Have you heard about the man sleeping rough on the streets of Dundee to raise money and awareness for the homeless?
His name is Richard – or Richie – Roncero, a recovering addict who has been clean for nine years.
And so far, he’s raised more than £200,000 for his charity Steps to Hope by rough sleeping in cities from Inverness to Blackpool, Belfast to Cardiff and Manchester – with his final stint in Dundee happening as you read this.
I was asked by BBC’s Sunday Morning Live show to spend a day with Richie and I realised that what he is doing is nothing short of heroic.
For what does sleeping rough for eight weeks mean?
Does he have a secret wad of cash he can dip into?
Does he have a hotel stay now and then?
The answer is no.
It may have almost broken him on occasion, but Richie has spent December and January – while most had shelter from the red and and amber weather warnings of wind, ice and snow – on the streets of the UK.
He has been told to go back to his own country (he’s from Edinburgh), been urinated next to, threatened with a glass bottle, told to start paying taxes.
Sleeping on the streets is hard
Thankfully none of these things happened on our watch in Dundee but no matter where he goes, he feels humiliated and unseen, every day for two months as he begs for money to survive.
And every night he has bedded down in his sleeping bag in the shelter of a doorway or hidden alcove, too scared at times to move because he’s so cold and sore.
He has spent Christmas and his birthday on the streets, alone, at times has wondered what the heck he’s doing.
Then he remembers the heroin addicts who he met in his charity’s soup kitchens, who are now in recovery and volunteering to help others.
He remembers the flat he’s renovating in Edinburgh, funded in part by his last fundraiser on the streets a couple of years ago, to help people who – like him, although he was never homeless – want to get better and fight addiction.
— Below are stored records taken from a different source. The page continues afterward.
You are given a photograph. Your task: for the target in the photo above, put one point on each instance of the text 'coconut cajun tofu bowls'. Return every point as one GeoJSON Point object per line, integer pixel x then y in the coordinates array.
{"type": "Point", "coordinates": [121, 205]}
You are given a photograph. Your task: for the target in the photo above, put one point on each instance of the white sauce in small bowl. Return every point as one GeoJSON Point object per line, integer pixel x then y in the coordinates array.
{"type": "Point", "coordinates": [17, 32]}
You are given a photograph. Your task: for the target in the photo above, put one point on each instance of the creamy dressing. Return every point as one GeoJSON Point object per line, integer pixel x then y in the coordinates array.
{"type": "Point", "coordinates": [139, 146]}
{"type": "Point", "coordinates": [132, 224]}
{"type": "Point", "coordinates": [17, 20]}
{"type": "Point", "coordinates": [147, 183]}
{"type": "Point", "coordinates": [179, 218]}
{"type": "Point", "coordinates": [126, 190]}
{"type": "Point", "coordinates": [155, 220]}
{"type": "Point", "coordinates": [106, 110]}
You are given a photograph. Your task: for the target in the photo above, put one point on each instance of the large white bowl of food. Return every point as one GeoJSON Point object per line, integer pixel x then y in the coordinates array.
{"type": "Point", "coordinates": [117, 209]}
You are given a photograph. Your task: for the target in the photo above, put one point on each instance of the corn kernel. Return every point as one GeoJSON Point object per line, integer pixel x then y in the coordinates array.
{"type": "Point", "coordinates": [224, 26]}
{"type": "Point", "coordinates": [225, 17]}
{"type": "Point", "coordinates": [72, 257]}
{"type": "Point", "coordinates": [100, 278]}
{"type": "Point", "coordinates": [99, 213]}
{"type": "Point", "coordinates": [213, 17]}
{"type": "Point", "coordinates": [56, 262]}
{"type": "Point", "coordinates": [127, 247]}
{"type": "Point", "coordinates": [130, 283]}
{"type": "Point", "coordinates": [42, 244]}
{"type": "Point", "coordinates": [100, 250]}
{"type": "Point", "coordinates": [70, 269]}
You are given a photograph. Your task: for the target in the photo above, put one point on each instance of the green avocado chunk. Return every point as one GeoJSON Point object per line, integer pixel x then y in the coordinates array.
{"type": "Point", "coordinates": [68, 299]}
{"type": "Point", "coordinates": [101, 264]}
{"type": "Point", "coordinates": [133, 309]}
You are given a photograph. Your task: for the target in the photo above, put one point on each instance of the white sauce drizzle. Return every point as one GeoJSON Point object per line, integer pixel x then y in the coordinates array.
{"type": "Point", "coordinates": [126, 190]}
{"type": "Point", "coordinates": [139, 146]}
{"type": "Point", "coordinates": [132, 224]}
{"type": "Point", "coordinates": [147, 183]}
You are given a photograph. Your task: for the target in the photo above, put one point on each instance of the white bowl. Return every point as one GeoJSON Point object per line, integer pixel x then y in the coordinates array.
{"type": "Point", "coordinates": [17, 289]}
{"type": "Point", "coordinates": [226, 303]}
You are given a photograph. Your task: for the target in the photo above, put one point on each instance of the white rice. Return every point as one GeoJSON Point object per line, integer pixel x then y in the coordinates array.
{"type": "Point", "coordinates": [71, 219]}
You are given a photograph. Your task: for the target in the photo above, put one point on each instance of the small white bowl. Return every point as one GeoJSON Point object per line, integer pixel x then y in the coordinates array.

People who, like him, thought the only way out at times was ending their life – to give hope.
Along the way, he’s posted on Facebook Live and referred people he’s met to his charity – and bought clothes or food to help those who need it urgently.
To anyone who’s offered him a hotel for the night, he’s asked them to donate instead to his Just Giving page.
He’s inspired others to raise money too – with the likes of the High School of Dundee raising more than £7,000 so far for his charity, with Richie meeting the 70 pupils camping out overnight for the cause.
Let’s show Richie how warm Dundee is
In Inverness, word spread through social and mainstream media quickly that Richie, 40, had chosen to come all the way up to their city and he was treated like a hero.
In Dundee, he has been shown the kindness of amazing souls like Barbara and Kirsty at Parish Nursing Steeple Church, Mike at Eagles Wings Trust and all their volunteers, many of whom once were homeless or in the depths of addiction, or both.
They give the companionship, advice and food that can be a lifeline.
It was a revelation to see what goes on to help others in our city.
On Saturday, Richie completes his task. I feel humbled to have spent a day with him and that he chose our city as his final hurdle.
If you see him on Reform Street or around our city centre, what would make all the difference – what he says has sometimes gets him through the day – is a smile, an acknowledgement he’s real and seen.
Let’s show him how warm our city is.
Let’s treat him like the very special person he is.
As I bid him good night on Monday, Richie said: “You know Martel if someone offered me – myself – £200,000 to do this for eight weeks I’d say no.
“It’s been hell. But I’m not doing it for me. That’s the thing that keeps me going.”